Solutions to stubble burning problem

A few solutions to the problem of stubble burning are discussed below.

  • Incentivise farmers for not burning the stubble and provide economic value for the crop residue. The stubble can be converted into fodder or organic fertilizer or fuel. The government should also subsidise or incentivise the industries that are engaged in converting stubble into economically viable products.
  • Efforts should be made to improve the combine harvester that farmers use to harvest the crop. The current machine used leaves behind a huge residue.
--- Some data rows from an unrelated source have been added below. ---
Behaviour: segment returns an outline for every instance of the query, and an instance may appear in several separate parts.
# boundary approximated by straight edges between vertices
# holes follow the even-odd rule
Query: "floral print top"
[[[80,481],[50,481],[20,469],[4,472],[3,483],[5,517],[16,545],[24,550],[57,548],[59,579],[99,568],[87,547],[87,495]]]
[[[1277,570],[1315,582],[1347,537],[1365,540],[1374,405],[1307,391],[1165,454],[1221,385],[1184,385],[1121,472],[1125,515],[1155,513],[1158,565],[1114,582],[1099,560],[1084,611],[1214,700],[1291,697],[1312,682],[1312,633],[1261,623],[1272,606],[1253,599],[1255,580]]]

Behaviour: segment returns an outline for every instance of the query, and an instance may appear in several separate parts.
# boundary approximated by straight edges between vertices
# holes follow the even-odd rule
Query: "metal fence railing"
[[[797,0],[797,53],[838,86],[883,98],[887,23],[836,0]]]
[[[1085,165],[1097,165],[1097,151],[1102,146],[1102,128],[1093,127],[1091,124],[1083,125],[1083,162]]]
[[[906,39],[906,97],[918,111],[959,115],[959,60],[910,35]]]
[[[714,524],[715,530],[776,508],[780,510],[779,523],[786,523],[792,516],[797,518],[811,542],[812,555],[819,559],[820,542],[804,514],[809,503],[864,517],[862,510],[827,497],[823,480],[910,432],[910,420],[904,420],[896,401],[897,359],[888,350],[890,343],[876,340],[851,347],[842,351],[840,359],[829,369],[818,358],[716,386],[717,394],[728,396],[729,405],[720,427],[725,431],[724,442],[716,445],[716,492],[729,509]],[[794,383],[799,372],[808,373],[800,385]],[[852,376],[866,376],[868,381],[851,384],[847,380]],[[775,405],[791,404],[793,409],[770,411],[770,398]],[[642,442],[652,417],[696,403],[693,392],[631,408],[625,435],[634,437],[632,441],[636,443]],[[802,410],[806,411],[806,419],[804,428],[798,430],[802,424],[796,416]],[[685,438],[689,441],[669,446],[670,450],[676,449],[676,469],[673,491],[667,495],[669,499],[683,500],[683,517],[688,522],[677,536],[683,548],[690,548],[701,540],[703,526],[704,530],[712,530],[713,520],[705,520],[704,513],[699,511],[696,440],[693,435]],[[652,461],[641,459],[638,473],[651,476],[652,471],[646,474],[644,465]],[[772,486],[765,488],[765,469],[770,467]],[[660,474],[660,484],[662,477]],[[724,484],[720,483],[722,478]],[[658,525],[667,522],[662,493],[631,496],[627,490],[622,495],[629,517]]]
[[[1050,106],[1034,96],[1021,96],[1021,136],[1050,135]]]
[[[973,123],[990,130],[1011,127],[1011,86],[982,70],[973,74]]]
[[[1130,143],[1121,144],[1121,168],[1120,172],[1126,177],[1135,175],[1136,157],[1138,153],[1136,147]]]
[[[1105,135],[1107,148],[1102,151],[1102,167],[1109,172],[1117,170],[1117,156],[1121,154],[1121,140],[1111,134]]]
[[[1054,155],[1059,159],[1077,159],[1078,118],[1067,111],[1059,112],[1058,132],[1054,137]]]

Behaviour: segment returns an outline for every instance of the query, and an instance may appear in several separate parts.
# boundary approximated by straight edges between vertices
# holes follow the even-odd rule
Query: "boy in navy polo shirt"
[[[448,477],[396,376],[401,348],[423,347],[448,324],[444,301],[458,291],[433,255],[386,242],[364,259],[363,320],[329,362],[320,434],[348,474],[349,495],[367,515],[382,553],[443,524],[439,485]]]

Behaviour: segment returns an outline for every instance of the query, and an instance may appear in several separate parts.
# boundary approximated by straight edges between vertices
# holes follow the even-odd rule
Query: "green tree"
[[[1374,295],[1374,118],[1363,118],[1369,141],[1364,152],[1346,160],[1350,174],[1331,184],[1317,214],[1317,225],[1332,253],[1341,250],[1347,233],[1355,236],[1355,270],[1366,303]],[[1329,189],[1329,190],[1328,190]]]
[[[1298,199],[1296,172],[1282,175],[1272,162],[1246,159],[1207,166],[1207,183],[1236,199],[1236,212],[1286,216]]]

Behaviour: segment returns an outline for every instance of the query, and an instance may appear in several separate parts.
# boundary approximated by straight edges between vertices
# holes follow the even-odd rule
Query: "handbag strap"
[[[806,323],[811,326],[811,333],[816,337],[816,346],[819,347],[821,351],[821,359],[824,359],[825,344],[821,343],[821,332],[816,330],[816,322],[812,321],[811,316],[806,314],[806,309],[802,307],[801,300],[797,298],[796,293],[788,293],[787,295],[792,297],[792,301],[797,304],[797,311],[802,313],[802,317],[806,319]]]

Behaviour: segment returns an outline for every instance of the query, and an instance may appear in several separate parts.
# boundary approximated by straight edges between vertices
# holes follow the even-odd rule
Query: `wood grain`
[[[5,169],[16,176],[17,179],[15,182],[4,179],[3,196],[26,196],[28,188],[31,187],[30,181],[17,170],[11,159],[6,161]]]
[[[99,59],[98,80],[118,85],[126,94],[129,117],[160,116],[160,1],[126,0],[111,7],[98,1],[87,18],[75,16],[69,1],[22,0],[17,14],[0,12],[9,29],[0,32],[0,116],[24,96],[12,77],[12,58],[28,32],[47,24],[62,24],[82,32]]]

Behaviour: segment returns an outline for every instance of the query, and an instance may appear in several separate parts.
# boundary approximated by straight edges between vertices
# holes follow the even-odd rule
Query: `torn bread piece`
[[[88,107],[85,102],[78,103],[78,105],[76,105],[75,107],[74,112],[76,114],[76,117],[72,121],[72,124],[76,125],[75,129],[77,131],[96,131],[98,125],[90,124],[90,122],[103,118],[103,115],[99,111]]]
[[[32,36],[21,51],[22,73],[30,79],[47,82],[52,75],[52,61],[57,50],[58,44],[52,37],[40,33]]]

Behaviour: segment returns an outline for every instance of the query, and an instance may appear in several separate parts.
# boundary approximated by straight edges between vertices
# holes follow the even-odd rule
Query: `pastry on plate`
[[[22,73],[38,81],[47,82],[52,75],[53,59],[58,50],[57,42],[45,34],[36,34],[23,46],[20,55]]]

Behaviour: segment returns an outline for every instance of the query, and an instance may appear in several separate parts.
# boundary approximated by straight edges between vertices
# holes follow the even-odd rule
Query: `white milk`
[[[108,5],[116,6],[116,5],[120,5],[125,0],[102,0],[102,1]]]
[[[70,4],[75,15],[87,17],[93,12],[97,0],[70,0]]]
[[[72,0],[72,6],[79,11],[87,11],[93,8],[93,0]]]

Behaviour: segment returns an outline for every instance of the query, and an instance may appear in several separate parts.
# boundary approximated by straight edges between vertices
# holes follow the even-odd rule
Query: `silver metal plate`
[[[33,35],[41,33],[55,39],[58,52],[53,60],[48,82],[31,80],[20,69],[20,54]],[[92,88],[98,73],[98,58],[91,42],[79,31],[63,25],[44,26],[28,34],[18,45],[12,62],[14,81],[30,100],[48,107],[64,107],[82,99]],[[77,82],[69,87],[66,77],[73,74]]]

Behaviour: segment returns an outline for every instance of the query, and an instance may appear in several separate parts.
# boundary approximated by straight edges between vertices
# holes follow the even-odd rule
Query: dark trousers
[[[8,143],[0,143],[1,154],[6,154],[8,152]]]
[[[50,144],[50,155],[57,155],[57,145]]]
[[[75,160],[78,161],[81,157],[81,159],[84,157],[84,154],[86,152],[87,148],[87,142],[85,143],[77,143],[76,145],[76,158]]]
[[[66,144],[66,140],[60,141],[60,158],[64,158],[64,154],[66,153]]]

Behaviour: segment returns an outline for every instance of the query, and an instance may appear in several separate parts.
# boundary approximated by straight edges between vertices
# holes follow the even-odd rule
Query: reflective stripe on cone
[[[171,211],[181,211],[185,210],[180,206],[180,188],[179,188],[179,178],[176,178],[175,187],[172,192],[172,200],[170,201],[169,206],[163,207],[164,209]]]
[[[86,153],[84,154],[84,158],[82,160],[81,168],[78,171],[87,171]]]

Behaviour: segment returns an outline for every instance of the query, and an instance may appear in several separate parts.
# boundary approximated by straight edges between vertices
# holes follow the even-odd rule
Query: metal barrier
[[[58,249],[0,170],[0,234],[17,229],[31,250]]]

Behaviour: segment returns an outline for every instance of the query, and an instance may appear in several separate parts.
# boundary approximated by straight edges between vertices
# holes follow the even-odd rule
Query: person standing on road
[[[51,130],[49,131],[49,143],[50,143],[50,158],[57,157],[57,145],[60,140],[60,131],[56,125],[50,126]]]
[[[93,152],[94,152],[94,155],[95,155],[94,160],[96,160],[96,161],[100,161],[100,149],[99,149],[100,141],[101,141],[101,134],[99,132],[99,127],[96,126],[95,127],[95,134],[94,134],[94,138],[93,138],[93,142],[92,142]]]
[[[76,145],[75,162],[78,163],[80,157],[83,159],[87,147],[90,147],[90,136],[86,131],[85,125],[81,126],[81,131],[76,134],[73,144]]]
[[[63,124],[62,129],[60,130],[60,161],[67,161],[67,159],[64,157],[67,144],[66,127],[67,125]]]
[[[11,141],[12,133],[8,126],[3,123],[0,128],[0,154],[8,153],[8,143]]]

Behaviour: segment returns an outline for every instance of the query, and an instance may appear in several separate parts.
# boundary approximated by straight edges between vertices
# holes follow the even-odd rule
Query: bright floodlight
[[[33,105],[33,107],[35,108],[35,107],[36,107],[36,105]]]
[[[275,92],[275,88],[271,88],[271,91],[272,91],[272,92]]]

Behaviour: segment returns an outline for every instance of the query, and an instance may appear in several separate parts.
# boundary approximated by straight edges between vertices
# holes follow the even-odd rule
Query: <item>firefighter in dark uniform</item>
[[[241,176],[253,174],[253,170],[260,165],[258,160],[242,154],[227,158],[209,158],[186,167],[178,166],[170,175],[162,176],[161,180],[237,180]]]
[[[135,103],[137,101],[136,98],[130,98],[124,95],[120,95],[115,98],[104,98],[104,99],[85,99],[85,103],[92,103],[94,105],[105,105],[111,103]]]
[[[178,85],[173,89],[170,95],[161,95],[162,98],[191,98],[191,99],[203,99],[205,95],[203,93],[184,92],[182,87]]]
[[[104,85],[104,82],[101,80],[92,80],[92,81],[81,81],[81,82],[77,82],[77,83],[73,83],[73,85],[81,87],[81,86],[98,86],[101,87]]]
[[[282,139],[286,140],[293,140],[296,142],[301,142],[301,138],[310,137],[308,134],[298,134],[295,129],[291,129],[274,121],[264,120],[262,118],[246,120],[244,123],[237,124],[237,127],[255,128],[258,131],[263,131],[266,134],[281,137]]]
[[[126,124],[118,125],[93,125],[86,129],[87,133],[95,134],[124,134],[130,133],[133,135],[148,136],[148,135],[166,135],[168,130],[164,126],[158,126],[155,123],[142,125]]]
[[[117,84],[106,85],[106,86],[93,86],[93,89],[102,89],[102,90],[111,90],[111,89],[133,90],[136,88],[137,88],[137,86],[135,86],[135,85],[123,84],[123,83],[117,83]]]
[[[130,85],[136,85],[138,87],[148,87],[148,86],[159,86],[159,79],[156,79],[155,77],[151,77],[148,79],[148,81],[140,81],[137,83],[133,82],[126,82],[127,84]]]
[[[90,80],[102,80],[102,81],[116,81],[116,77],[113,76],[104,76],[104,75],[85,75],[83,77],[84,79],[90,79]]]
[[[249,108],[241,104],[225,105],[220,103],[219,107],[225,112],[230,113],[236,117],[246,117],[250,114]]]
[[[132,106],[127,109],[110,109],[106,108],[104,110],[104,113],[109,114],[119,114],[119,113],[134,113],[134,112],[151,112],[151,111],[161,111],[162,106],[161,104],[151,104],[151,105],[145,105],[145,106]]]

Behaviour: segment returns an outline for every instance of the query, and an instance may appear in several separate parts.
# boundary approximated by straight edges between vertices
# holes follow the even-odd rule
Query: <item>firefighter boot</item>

Improvement should be made in the technology used in such machines so that minimal residue is left behind.
  • Encourage and incentivise the farmers to go for early paddy, so as to give them enough time to harvest and thereafter prepare their fields for the next Rabi crop.
  • Encourage farmers to sow alternate crops and shift them away in the long run from paddy to maize, fruits, vegetables and cotton.
  • Use machinery like the Happy Seeder to remove the stubble. The government should make these machines available and economically viable for farmers.
  • Penalise farmers that indulge in stubble burning. Despite penalties, many farmers engage in this practice because they find it cheaper to pay the fines rather than incurring the expenses for the alternatives for stubble burning. The government can also consider reinterpreting the MSP scheme to disallow the benefits of the scheme to farmers who practice crop residue burning.
  • The government has to increase monetary incentives for avoiding stubble burning and also make machines that counter stubble burning an affordable, viable and accessible option for farmers.
  • Farmers have a difficult time unlearning the practice of stubble burning and they should be educated about its ill-effects and also offered attractive alternatives.
  • Eminent agricultural scientist M.S. Swaminathan has suggested that the Delhi, Haryana and Uttar Pradesh governments could set up ‘Rice Bio Parks’, where farmers could convert stubble into products including paper, cardboard and animal feed.